Tandem Affinity Purification

The tandem affinity purification (TAP ) discloses protein purification using two different chromatographic purification methods. When using two different protein tags, for example, two different affinity chromatography to be performed. In a broader sense, the Tandem Affinity Purification includes all serial purification methods based on the affinity of the material to be purified stationary phase.

TAP tag

Towards the end of the second millennium Tandem Affinity Purification a day was developed for proteins, which consists of two different consecutive protein tags. Its outer (N- or C -terminal ) protein tag is cleaved in the first column after removal of undesirable constituents from the cell digestion by the protease TEV, whereby the desired protein ( without its outer protein tag ), the TEV protease and some residual contaminants from the chromatography column to elute. The TEV - protease from the tobacco etch virus has a longer recognition sequence (Glu -Asn -Leu- Tyr -Phe -Gln- (Gly / Ser ) or ENLYFQ (G / S) ) to be purified, the protein not at other locations cut. Usually is used, the CAM -based tag or a biotin tag, since the non-denaturing elution conditions are, and the components of the elution buffer (such as EGTA, biotin) for removal of the TEV protease, and residual contaminants as a second, inboard protein tag a little disturbing in a subsequent use.

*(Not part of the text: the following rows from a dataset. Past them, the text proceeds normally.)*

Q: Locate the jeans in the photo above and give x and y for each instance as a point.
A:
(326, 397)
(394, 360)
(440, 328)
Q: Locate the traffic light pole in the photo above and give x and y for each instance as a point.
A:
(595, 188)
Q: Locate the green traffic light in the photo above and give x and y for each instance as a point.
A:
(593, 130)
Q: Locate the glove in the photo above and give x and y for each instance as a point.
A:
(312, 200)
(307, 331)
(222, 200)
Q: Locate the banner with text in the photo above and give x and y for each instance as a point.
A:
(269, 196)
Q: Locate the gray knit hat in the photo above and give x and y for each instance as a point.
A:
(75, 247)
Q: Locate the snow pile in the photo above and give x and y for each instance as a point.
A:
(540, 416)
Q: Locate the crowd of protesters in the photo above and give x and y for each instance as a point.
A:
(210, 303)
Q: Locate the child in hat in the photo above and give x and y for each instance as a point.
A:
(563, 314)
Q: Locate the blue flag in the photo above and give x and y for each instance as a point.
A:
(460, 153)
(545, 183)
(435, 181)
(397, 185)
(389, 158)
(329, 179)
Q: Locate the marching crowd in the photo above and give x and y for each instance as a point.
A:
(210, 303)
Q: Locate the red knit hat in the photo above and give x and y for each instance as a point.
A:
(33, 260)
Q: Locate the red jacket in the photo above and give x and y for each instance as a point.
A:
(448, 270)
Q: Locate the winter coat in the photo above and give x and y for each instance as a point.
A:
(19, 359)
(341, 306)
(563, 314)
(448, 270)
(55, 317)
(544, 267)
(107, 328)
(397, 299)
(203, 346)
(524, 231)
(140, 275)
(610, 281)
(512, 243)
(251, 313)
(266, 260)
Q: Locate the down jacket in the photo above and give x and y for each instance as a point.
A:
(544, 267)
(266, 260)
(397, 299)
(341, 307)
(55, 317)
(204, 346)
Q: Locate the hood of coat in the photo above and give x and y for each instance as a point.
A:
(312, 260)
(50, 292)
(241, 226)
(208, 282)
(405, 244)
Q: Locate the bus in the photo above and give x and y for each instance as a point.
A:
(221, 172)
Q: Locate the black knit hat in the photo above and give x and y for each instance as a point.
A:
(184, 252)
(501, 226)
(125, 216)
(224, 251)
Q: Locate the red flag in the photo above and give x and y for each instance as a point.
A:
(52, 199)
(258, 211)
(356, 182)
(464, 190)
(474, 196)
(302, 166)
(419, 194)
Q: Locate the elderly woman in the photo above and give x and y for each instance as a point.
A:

The choice of the TAP tag and the N- or C-terminal insertion is determined by the conservation of biological activity of the protein, since some combinations in a defective protein folding and thus impaired function may result. Therefore, the influence of the position of the TAP - tag is determined in the function of the fusion protein experiments.

After only a few combinations allow high amounts of protein and yields of protein purification, today scattered combinations are used, for example, the SBP -CBP tag ( Interplay ), the FLAG -HA tag, the 3xFLAG - His-tag, the ProtA - ProtC tag that protg SBP - tag, which 2xFLAG ProtA - tag, the His - tag 2xStrepII, the SBP -HA tag and the SBP- His tag.

Applications

The tandem affinity purification is used, inter alia, to reduce the cleaning steps in the protein purification. In combination with mass spectrometry or Western blotting can identify proteins and protein -protein interactions longer dwell time will be detected.